The firm’s debt over the same period reduced by 30% to €66.8 million. Deducting this from the €330 million business valuation of the Turkish deal leaves an equity assessment for Mannok of just over €260 million.
Quinn alleged a betrayal by the business community and administration team that executed the 2014 agreement, seemingly expecting to recover ownership of Mannok eventually.
However, the pioneering entrepreneur, who set off his journey in Derrylin in 1973 with a £100 loan, extracting gravel from his small family farm and went on to establish a multi-billion euro conglomerate spanning cement to insurance, forfeited any such entitlement when his family failed to fulfil obligations amounting to €2.88 billion due to Anglo Irish Bank during the fiscal crash.
The majority of these loans were used to back a leveraged investment taken by Quinn in Anglo Irish Bank between 2007 and 2008. This investment vanished as the bank’s shares plummeted amid the financial turmoil, leading to nationalisation.
The loans leveraged by Mannok from its hedge fund proprietors, accruing a 10% interest rate, had dropped to €52.3 million by the close of 2022. After persisting for the past 10 years and even supporting the company’s expansion, the three investment companies will gain €205 million from their interest in the Turkish transaction. Such an outcome is a well-deserved reward for them and the remaining stakeholders.

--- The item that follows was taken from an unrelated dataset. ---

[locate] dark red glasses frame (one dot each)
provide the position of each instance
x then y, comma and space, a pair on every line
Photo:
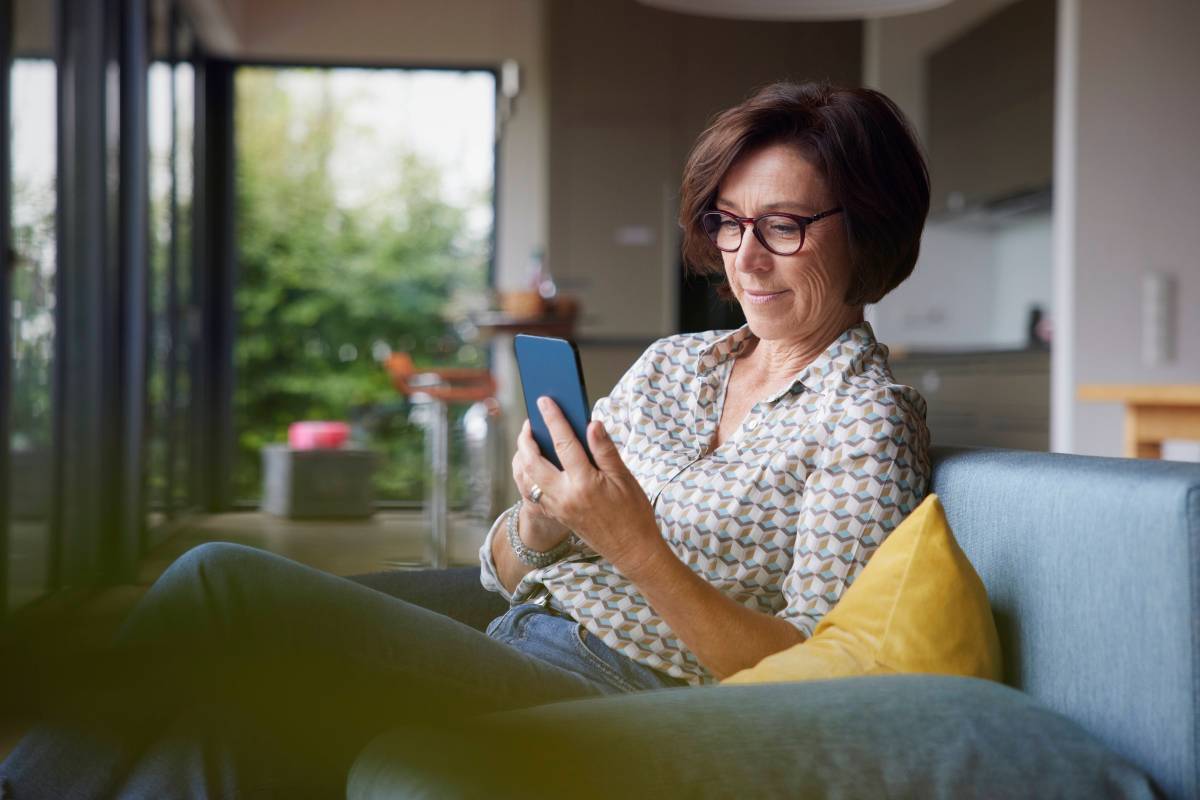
803, 222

McCaffrey, Fisher, and O’Hagan are each set to receive nearly €14 million whilst McCaffrey, who relinquished his position as Mannok’s CEO at June’s conclusion, is estimated to gain €6 million from his shares. O’Reilly, who succeeded McCaffrey, has holdings valued at €4.6 million as per company’s latest financial records.
It is, however, anticipated that O’Reilly, Lunney, and other continuing executives will retain most of their stocks in the agreement with the Istanbul-listed Cimsa. The deal will ensure that the local management sustains a 5.3 per cent stake. Despite the proceeds, it’s apparent that they don’t fully compensate the management team for their endured experiences.